With an interest-only mortgage, the homeowner doesn’t repay the loan, or part of the loan, during its term, but only pays interest. The debt is repaid in a single lump sum at the end of the mortgage’s term, typically when the home is sold.
This results in lower monthly payments, but regulators like De Nederlandsche Bank (DNB) and the European Central Bank (ECB) have repeatedly warned about the risks of these loans. The loan is usually only repaid upon the sale of the home, which can cause problems if the home value has decreased, for example. People could also end up in trouble if their income drops after retirement, unemployment, or falling ill.
Several major Dutch banks are now taking measures to mitigate that risk, mostly affecting only new customers or people who adjust their interest-only mortgage.
Rabobank and its subsidiary Obvion are introducing stricter limits on May 11. For new mortgages, refinancings, or increases, customers can borrow a maximum of 30% of the home value on interest-only, with an absolute maximum of €150,000. For existing customers, nothing changes as long as they do not adjust their mortgage.
ASN Bank is also implementing tighter limits. Customers could previously borrow up to 50 percent of the home value on an interest-only basis. From May 11, that will be 30 percent. Existing customers will notice no change as long as their mortgage remain unchanged. The bank cites risk mitigation as the primary reason for the adjustment, partly at the urging of regulators.
ABN Amro and Florious are implementing their changes on June 1. Both will loan up to 30 percent of the home value on interest-only. They, too, won’t change anything for existing customers as long as their mortgages remain unchanged. But the two banks will also offer existing customers who want to refinance or increase their interest-only mortgages more flexibility. These customers can loan up to 50 percent of the home value interest-only.
ING is the only major bank not making any changes for the time being. The bank will continue to loan up to 50 percent of the home value on an interest-only basis. The bank did tell Radar that it is actively warning existing customers about the risks at the end of the term.
According to Radar, experts are worried about unintended consequences for the economy. For example, people with interest-only mortgages may avoid moving in order to keep their current terms, stalling the flow in the housing market. Homeowners may also be able to borrow less for renovations, with consequences for sustainability efforts and the construction sector.
According to the homeowners' association, VEH, around 2.5 million homeowners have interest-only mortgages. The VEH warns that many of these homeowners will get into trouble when they try to refinance the mortgage that they have paid without problems for years, and are suddenly faced with a higher monthly payment because the interest-only portion is smaller.
“Banks want to protect their balance sheets, but this must not come at the expense of consumer protection,” said Cindy Kremer of VEH. “People who can easily afford their mortgages get stuck because some banks leave little room for customization, and that undermines housing security.” The association urged banks to communicate more clearly about the changes they are making and allow for customization per customer.

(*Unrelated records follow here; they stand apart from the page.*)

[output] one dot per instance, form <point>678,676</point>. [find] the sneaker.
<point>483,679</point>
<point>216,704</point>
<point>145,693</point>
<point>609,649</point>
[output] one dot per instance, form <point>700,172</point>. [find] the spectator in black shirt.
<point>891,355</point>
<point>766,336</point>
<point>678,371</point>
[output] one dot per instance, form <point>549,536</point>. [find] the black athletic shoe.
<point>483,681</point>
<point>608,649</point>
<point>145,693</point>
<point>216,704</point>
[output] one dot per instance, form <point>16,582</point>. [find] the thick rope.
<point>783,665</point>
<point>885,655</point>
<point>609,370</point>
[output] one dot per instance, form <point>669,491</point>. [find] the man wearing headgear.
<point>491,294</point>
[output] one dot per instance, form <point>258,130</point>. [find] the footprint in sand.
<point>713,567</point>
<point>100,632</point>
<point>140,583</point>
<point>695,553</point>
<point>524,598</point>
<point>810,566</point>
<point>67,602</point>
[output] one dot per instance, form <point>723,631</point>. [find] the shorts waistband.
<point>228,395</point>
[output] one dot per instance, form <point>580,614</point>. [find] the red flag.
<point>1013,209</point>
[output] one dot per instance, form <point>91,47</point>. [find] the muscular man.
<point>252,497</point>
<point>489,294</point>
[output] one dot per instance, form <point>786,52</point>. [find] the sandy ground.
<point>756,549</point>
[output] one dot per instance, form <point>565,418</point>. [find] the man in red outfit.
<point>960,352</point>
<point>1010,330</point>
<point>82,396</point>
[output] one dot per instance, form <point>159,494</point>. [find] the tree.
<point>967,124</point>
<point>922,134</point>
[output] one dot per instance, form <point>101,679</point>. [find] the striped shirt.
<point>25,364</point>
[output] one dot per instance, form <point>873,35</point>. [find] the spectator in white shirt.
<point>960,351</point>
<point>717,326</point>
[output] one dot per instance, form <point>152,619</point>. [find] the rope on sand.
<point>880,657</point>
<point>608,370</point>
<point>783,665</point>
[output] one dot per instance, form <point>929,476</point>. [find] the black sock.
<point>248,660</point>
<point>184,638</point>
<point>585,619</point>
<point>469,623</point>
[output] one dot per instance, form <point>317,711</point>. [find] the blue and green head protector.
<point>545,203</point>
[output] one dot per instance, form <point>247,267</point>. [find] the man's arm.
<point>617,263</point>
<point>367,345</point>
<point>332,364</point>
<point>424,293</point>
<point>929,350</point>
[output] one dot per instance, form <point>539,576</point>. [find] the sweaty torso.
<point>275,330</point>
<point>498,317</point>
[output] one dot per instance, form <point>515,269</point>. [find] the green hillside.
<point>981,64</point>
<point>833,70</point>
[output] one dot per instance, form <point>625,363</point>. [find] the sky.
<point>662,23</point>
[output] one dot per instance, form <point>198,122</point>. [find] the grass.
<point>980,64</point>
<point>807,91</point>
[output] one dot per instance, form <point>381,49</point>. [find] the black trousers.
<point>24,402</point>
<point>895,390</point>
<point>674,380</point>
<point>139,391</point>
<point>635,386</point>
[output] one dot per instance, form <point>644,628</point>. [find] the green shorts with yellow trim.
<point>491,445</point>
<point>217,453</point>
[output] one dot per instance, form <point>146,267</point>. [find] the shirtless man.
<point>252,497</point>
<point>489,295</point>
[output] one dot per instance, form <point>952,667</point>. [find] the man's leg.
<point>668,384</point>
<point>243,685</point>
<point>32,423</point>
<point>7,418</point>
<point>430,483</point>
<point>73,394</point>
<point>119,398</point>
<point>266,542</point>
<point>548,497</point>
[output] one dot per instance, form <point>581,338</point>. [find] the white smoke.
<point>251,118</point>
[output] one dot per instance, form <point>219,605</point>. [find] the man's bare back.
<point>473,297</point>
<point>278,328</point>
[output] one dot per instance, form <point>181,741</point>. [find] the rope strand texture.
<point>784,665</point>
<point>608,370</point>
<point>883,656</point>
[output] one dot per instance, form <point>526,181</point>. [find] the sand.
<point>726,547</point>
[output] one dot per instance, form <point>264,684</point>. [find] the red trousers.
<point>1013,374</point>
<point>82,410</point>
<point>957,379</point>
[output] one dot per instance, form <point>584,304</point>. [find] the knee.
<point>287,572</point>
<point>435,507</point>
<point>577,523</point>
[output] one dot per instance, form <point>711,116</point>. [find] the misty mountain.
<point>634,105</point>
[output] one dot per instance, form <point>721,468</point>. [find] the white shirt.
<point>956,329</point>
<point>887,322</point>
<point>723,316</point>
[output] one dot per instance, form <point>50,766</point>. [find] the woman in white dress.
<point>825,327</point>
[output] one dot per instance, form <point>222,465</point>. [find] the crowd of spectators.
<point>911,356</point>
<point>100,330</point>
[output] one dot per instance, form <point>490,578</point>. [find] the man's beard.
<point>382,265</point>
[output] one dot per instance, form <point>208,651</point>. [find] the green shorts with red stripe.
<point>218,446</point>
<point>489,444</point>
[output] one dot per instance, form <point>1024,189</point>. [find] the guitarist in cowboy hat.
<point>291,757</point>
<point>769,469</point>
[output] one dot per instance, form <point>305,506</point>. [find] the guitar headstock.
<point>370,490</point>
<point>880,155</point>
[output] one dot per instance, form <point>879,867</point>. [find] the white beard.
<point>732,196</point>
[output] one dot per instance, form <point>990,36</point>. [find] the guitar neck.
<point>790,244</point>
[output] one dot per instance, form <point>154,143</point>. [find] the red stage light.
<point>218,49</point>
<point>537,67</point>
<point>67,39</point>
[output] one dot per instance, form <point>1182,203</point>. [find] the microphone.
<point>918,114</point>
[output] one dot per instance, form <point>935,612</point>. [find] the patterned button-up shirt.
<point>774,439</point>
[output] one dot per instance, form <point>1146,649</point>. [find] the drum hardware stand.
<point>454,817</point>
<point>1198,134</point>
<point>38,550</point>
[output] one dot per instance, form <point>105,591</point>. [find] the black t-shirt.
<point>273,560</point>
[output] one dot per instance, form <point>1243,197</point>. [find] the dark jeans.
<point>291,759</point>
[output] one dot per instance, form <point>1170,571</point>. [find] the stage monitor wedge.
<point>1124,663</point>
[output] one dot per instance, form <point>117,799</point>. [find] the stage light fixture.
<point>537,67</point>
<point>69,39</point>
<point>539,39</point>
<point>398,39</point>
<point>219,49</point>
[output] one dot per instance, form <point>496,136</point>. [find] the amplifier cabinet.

The Ministry of Finance told Radar that it understands the concerns, but stressed that banks must ensure that they loan responsibly. “Because many people face a lower income after retirement, mortgage lenders must assess not only whether the mortgage is financially responsible now, but also after retirement,” the Ministry said. It added that many homeowners will lose their mortgage interest deduction in 2031 and the years thereafter, meaning that net mortgage costs will increase while their ability to pay them decreases.
“Mortgage providers and advisors must prioritize customer interests and treat their customers with care. They must continue to approach customers with interest-only mortgages to identify potential affordability risks at the end of the interest-only term and to provide customers with insight into their various options,” the Ministry said.